CUSD Superintendent Diana Rigby said that the district “expects students to be in school.”
“Our students have missed so much in-school in the last 18 months that they really need to be in school,” Rigby told CVN.
In early October, Newsom announced that once the FDA issues full Covid-19 vaccine approval for children, all schoolchildren will be required to receive the Covid-19 vaccine in order to attend California schools.
The mandate would first apply to children in grades seven through 12, and then kindergarten through sixth grade. If the Covid-19 vaccine is approved federally before the end of 2021, students older than 12 would be required to have the vaccine as early as June 2022, Newsom said in his announcement.
Under the current plan – unlike other vaccine requirements – the mandate allows for an exemption to the Covid-19 vaccine requirement based on personal beliefs, such as religious or ideological reasons.
Kacey Gritt, a Carpinteria parent, said the Carpinteria protest planning began with a group of four or five local moms, and grew from there. She protested on Monday because she believes the mandate is “an issue about choice.”
“I believe anybody who wants the vaccine should be able to choose to get it. I also believe anybody who doesn’t want it should be able to make that choice,” she said. “I am not anti-vax, however, I am anti-force and coercion.”
“We have a right to bodily autonomy, my children have a right to public education and that is something I’m willing to fight for. I know a lot of parents, myself included that will be pulling their kids from school (public and private) if this mandate goes through,” she added.
Gritt said she hopes that CUSD will push back and begin “standing with us” against the Covid-19 vaccine mandate. She added that she has concerns about Covid-19 vaccine complications for her children.
Parent Tenille Serpa added that she is hoping that the district “will hear us” and “stand with us.”

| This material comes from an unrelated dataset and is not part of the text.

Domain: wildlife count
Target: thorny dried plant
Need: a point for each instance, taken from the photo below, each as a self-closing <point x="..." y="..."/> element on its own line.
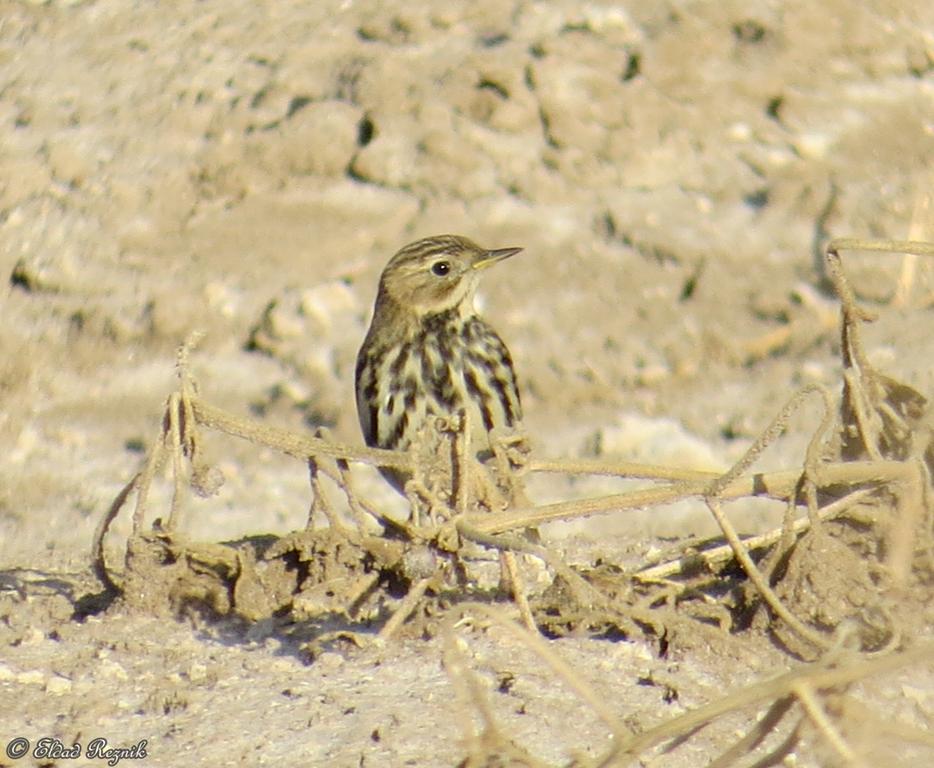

“My main concern about the vaccine is that there is not enough research and too much risk,” she said. “Mandating a vaccine that is less than five years old with unknown long-term effects and no longer-term studies is way too risky. That’s a risk I am not willing to take for myself or my children.”
In the first six weeks of school, the district reported seven Covid-19 cases among its students, and three among its vaccinated staff. Per the district, approximately 90% of school district employees are vaccinated.
Current studies show that the Moderna and Pfizer vaccines prevented roughly 95% of symptomatic illness, according to the New York Times. The only Covid-19 vaccine that has received full FDA approval so far is the Pfizer vaccine, which is only fully approved for people 16 and older.
In Santa Barbara County, as of last week, 69.7% of the eligible county population is fully vaccinated, compared to 59.3% of the total county population. The county is consistently reporting higher numbers of Covid-19 among unvaccinated populations compared to vaccinated populations.